Lenovo has released security updates addressing vulnerabilities related to Unified Extensible Firmware Interface (UEFI) firmware drivers in its products.
While the three vulnerabilities impact more than one hundred Lenovo laptop models, it’s important to note that Lenovo considers the severity of the flaws to be medium, and that in order to exploit the flaws an attacker would need existing elevated privileges. Researchers with ESET first reported the flaws to Lenovo in October 2021, and the update release date was this week.
“UEFI threats can be extremely stealthy and dangerous,” said ESET researchers on Tuesday, while urging Lenovo customers to update their firmware. “They are executed early in the boot process, before transferring control to the operating system, which means that they can bypass almost all security measures and mitigations higher in the stack that could prevent their OS payloads from being executed.”
Two of the vulnerabilities affect UEFI firmware drivers that were originally meant to be used only during the manufacturing process of Lenovo notebooks. UEFI, which is technology that’s embedded in chips of modern devices, links the firmware to the operating system. Researchers said that these drivers were accidentally included in the production BIOS images, without being properly deactivated. Attackers, with existing elevated privileges, could leverage these firmware drivers to disable security measures like SPI flash protections (CVE-2021-3971) or UEFI Secure Boot (CVE-2021-3972), a feature that guarantees that only verified third-party firmware code can run in the Original Equipment Manufacturer (OEM) firmware environment. This could allow them to deploy different UEFI level implants, said researchers. The third flaw, CVE-2021-3970, is caused by an improper input validation in the System Management Interrupt (SMI) handler function. If exploited by attackers with local access and elevated privileges, this vulnerability could allow them to execute arbitrary code.
“This vulnerability can be exploited from a privileged kernel-mode process by triggering the software SMI interrupt and passing a physical address of a specially crafted buffer as a parameter to the vulnerable SW SMI handler,” said ESET researchers.
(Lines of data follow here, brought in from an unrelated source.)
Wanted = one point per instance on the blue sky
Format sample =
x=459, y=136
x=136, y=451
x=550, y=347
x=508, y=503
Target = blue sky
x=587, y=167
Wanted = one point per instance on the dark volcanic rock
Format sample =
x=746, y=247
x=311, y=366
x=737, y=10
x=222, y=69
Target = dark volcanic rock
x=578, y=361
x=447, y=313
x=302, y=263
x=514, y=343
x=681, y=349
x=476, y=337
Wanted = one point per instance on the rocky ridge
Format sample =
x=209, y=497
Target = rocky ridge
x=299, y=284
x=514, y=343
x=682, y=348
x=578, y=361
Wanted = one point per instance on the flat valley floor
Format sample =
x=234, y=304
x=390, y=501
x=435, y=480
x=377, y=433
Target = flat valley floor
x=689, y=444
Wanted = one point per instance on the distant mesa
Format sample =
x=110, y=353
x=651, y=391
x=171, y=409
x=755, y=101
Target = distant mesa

UEFI implants have gained traction over the past few years and are difficult to detect and remove. Previously uncovered implants like the FinSpy surveillance toolset and the ESPectre bootkit have leveraged EFI System Partition (ESP), which is storage space designated for some UEFI components that is generally based in the computer’s hard drive or SSD, while other implants like MoonBounce have leveraged the Serial Peripheral Interface (SPI) flash, which is a storage and data transfer component external to the hard drive.
"Even though vulnerabilities aren’t the only option for turning off or bypassing firmware security mitigations, there are many such vulnerabilities and due to the number of different firmware implementations and their complexity, many more are likely just waiting to be discovered," said ESET researchers.